Whamcloud - gitweb
LU-4624 llite: Avoid statahead thread start/stop deadlocks 82/12182/2
authorChristopher J. Morrone <morrone2@llnl.gov>
Fri, 21 Feb 2014 22:46:47 +0000 (14:46 -0800)
committerOleg Drokin <oleg.drokin@intel.com>
Sat, 11 Oct 2014 04:43:52 +0000 (04:43 +0000)
The statahead and statahead agl threads blindly set their
thread state to SVC_RUNNING without checking the state first.  If, for
instance, another thread sets the state to SVC_STOPPING that
stop signal will now have been lost.  Deadlock ensues.

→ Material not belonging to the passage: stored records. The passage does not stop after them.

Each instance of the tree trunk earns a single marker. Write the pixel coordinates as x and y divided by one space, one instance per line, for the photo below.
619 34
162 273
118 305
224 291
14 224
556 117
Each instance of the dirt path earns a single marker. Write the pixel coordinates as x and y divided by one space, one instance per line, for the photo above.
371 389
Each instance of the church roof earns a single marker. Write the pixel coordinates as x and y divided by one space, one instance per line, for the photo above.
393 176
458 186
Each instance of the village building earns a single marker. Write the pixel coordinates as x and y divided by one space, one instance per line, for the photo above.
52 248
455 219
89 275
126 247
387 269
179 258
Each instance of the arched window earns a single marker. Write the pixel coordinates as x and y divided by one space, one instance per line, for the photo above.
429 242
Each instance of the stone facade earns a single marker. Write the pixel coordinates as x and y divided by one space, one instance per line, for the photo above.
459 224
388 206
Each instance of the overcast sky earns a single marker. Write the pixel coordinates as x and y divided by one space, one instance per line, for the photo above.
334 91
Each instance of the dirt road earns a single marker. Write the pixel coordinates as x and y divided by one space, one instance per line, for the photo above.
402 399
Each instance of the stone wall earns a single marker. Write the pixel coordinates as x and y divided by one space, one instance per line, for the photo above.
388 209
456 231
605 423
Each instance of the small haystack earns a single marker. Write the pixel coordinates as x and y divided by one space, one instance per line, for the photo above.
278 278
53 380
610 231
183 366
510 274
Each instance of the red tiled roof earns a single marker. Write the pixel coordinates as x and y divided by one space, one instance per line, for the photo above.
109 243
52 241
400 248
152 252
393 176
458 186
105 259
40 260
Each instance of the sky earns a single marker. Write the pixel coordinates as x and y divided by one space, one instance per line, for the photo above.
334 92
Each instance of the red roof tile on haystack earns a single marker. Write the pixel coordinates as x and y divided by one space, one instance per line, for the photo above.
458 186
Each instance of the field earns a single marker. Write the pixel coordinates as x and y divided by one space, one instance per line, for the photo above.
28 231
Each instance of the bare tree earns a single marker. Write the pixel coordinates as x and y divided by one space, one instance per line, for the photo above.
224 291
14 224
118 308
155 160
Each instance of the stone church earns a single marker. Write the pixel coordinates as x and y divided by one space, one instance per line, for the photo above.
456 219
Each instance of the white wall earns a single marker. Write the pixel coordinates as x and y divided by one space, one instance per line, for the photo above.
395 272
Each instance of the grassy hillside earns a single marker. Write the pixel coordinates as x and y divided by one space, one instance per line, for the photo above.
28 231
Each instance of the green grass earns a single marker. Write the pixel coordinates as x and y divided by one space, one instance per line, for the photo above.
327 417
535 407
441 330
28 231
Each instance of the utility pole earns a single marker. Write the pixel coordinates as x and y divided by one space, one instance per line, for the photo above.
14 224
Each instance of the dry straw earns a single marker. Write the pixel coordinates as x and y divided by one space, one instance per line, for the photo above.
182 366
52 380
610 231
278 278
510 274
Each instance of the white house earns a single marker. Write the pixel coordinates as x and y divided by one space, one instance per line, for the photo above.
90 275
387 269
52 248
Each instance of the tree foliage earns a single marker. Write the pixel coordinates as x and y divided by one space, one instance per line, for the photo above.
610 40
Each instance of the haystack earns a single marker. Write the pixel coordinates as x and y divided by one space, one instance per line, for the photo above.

We also partly improve the sai reference counting, because a race exists
where the ll_stop_statahead thread can drop the default reference, and
the statahead thread can exit and drop its reference as well.  With no
references on the sai, the final put will poison and free the buffer.  The
original do_statahead_enter() function may then continue to access
the buffer after it is freed because it did not take a reference of its
own.  We add a local reference to address that.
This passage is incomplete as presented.